We attempted to use a further simplified method in the simplest dermatological procedures requiring suturing, mostly punch biopsies on the face. We followed up the patients for a second visit, contrary to the eventual goal of this technique, to explore whether patients in our low-resource hospital setting were receptive to this technique and able to follow instructions. Most (11/14, 78.6%) sutures did their job and were able to be removed by the attendant. However, when done in the home setting away from an observer, this may require readily accessible instructions and a video demonstration for review. There is also possibly an increased risk of unhygienic practices. In addition, there was slippage of the knot in two cases, leading us to propose that a squared loop knot might be more secure [Video 1]. Both these techniques should be tried in larger sample sizes as well as longer incisions in the dermatology setting for generalizability, as they hold good promise for increased patient convenience and decreased hospital burden.

CONCLUSION

The self-removable looped suture can be a useful alternate to conventional interrupted sutures to avoid patients’ extra hospital visits after punch biopsies.

Authors’ contributions:

Ananya Sharma and Somesh Gupta: Conceptualization of the idea. Ananya Sharma, Purn Pragya and Shrruthi Velavan: Carried out the procedures and followed up the patients (data synthesis, data analysis) under supervision of Somesh Gupta. Ananya Sharma and Purn Pragya: Preparation of the manuscript. Ananya Sharma and Somesh Gupta: Reviewed and edited the manuscript. Somesh Gupta is the guarantor.

Ethical approval:

Institutional review board approval is not required.

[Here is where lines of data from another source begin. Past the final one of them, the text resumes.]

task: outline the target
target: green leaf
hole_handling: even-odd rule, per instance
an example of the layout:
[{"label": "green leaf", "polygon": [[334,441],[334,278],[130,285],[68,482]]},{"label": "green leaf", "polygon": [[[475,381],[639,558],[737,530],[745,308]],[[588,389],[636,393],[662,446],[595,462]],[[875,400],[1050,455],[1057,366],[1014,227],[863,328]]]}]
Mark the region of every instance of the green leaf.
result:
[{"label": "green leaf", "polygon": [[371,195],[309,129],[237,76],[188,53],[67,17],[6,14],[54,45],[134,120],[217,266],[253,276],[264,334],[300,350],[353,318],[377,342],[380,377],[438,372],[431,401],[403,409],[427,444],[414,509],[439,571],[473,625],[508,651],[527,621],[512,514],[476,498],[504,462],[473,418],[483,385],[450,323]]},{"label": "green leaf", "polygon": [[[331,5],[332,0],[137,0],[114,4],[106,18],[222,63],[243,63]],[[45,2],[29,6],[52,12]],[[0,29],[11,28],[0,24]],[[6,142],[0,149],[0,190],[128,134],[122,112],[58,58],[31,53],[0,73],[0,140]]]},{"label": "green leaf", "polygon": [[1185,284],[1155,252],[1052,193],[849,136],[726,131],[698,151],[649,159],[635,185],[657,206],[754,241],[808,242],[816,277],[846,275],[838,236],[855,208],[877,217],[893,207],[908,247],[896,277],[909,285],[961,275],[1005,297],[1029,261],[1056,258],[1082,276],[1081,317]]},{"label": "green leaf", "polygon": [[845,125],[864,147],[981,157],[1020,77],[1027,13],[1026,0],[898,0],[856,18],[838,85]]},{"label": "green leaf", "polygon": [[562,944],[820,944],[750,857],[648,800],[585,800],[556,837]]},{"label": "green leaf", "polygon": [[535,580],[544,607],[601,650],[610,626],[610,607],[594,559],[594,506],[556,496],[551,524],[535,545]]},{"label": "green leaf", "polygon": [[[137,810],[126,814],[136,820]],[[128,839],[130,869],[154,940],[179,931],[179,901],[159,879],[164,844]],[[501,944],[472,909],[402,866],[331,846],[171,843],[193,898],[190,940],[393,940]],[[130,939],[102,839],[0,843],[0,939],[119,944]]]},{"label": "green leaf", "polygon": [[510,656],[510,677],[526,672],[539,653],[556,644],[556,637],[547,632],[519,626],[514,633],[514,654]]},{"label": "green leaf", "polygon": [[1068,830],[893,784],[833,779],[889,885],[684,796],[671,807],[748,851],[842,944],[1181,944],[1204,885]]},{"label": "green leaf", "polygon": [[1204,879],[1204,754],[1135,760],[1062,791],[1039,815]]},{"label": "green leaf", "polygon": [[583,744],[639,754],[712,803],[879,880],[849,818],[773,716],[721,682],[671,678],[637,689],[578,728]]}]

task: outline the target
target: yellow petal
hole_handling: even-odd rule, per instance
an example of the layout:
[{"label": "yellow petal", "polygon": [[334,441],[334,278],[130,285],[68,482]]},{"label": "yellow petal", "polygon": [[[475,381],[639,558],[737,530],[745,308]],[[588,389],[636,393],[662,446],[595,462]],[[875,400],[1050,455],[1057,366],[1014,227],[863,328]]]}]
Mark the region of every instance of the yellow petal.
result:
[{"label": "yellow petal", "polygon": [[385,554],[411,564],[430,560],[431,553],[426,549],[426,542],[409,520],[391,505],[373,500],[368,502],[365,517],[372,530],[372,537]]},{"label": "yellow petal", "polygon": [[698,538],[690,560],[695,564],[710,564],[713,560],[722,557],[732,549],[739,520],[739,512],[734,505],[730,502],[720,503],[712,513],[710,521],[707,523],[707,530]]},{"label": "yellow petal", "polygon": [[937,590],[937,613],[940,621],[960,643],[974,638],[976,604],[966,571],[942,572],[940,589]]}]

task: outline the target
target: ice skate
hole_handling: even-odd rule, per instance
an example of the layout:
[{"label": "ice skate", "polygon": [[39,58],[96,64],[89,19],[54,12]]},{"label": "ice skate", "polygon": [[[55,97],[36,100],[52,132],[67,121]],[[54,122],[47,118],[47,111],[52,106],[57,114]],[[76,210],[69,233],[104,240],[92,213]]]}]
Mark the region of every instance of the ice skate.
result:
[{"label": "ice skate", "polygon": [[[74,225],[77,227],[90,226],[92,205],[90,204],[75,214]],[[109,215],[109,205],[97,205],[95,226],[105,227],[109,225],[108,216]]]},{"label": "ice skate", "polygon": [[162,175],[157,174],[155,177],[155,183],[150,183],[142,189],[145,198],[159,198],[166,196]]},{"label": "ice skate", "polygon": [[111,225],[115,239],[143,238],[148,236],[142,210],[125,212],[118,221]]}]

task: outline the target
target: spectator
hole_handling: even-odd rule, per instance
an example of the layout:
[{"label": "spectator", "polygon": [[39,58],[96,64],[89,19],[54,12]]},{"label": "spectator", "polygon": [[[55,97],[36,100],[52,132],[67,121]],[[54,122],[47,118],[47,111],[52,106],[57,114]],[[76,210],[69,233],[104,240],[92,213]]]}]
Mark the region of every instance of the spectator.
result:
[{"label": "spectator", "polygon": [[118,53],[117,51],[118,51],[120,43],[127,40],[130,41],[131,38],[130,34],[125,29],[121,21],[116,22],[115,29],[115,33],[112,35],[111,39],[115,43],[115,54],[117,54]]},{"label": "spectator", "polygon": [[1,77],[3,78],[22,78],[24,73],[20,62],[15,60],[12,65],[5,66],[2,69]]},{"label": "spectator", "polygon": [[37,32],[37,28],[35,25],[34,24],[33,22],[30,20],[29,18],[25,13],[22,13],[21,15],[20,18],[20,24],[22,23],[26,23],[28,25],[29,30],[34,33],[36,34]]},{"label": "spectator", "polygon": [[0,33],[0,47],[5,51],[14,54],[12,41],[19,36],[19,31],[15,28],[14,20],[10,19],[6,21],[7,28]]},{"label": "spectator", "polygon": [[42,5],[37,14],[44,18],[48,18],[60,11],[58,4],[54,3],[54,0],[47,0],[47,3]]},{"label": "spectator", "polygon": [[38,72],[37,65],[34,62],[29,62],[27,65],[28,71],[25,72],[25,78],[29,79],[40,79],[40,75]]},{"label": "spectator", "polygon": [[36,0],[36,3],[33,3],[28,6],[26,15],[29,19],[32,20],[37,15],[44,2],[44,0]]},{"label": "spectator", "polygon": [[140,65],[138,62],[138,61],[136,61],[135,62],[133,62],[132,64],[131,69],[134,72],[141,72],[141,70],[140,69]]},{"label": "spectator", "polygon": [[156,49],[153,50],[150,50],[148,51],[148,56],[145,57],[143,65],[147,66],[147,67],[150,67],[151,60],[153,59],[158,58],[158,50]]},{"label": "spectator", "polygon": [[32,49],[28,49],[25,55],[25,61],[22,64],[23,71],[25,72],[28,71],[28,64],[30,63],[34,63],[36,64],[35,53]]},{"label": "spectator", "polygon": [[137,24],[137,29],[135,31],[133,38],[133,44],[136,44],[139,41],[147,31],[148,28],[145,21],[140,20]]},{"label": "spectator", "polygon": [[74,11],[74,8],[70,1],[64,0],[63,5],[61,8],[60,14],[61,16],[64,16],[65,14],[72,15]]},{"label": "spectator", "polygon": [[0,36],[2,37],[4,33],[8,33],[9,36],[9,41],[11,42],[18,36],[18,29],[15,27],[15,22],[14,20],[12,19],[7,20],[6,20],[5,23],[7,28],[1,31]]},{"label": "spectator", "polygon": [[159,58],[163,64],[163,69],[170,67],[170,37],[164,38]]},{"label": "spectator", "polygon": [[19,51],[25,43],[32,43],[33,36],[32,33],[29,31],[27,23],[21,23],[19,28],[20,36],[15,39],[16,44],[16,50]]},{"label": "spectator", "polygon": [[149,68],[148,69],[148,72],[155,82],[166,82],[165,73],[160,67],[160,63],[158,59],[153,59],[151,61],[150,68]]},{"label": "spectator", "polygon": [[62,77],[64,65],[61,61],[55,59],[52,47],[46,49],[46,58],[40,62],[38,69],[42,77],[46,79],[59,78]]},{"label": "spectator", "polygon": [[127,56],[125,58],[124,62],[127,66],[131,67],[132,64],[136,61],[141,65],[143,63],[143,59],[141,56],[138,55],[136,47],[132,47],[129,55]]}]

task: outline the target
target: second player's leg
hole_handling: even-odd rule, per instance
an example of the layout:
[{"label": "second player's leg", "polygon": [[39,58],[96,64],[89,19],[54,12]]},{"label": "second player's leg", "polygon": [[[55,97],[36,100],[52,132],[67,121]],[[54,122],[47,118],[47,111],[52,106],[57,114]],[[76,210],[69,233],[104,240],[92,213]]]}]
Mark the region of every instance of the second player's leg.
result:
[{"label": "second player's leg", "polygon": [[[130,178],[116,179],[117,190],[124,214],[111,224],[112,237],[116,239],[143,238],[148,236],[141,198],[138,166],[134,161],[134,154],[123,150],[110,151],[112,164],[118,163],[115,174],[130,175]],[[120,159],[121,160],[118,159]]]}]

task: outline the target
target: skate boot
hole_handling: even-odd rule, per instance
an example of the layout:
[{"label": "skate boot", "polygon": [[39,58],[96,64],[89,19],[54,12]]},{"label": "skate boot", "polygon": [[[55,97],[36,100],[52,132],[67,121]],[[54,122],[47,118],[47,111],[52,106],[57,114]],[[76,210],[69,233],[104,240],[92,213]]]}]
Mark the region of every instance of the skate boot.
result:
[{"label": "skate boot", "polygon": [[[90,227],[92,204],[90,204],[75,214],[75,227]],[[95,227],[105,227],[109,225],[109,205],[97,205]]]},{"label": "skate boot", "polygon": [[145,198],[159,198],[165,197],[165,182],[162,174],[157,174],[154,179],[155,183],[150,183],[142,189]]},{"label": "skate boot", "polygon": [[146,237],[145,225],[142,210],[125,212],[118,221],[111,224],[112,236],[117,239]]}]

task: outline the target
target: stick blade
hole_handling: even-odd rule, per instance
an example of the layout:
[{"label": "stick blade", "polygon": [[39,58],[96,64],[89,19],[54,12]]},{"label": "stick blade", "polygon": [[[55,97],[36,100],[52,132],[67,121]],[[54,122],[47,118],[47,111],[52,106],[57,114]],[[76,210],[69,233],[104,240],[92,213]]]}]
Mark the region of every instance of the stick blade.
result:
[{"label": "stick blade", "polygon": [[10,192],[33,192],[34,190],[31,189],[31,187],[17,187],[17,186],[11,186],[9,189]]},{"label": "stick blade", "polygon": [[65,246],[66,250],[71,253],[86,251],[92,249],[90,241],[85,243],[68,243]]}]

Declaration of patient consent:

The authors certify that they have obtained all appropriate patient consent forms. In the form, the patients have given their consent for their images and other clinical information to be reported in the journal. The patients understand that their names and initials will not be published and due efforts will be made to conceal their identity, but anonymity cannot be guaranteed.

Conflicts of interest:

Dr. Somesh Gupta is on the editorial board of the journal.

Use of artificial intelligence (AI)-assisted technology for manuscript preparation:

The authors confirm that there was no use of artificial intelligence (AI)-assisted technology for assisting in the writing or editing of the manuscript and no images were manipulated using AI.

Financial support and sponsorship: Nil.